= Bobojon Saidzoda =

Lieutenant general Bobojon Abdukodir Saidzoda (Бобоҷон Абдуқодир Саидзода) is a Tajikistani general who currently serves as the Chief of the General Staff of the Armed Forces of Tajikistan since 23 January 2025.

From November 24, 2015 to February 9, 2018, he held the position of Commander of the Tajikistani Ground Forces. On February 9, 2018, in a midst of a military reshuffle, he was made Deputy Minister of Defence of Tajikistan for Logistics. On February 28, 2024, he was dismissed from the post of First Deputy Director of the Agency for the Provision of Special Property under the Government of Tajikistan. On 23 January 2025, President Emomali Rahmon promoted incumbent Chief of the General Staff Emomali Sobirzoda to the post of Minister of Defence, replacing Sherali Mirzo. As part of the reshuffle, Saidzoda was promoted replace Sobirzoda in this position.
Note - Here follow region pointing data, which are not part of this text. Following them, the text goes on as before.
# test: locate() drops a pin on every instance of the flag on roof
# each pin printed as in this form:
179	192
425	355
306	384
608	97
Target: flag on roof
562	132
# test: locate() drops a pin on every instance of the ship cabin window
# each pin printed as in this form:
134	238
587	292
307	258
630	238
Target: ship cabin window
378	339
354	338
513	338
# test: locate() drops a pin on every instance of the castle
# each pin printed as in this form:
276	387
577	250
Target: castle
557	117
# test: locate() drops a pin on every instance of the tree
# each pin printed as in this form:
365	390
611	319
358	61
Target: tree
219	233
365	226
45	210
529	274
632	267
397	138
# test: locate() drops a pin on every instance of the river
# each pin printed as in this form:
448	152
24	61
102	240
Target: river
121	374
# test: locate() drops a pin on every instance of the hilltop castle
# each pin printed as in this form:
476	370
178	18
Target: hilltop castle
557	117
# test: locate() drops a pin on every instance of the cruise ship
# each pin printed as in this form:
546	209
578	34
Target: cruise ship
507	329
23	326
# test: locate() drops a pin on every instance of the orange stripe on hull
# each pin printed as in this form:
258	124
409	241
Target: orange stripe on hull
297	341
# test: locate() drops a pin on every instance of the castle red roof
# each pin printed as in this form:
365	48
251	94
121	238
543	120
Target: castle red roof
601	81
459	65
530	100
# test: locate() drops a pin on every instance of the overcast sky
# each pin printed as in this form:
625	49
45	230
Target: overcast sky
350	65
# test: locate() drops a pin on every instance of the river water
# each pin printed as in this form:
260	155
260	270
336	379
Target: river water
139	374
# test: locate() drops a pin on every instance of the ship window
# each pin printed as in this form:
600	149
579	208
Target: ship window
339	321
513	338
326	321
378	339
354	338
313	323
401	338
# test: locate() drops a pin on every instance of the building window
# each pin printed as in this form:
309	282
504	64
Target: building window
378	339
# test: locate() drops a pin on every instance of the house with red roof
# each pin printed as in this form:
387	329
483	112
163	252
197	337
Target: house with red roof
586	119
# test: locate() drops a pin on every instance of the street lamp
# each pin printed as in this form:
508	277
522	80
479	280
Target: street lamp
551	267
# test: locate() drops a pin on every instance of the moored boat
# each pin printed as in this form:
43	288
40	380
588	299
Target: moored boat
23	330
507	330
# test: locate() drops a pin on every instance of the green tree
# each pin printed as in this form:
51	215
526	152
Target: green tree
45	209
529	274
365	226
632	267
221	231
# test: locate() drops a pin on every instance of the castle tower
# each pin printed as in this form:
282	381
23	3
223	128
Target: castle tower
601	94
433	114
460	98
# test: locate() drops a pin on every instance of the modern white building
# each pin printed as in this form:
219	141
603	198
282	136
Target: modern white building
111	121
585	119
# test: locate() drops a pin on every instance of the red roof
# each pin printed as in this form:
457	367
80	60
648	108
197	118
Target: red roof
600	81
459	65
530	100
In July 2025, Saidzoda visited Rawalpindi Cantonment (in Rawalpindi, Pakistan), where he met with Chairman Joint Chiefs of Staff Committee General Sahir Shamshad Mirza to expand defense cooperation. In June 2026, he chaired a nationa conference in Dushanbe focused on incorporating artificial intelligence into security and military planning.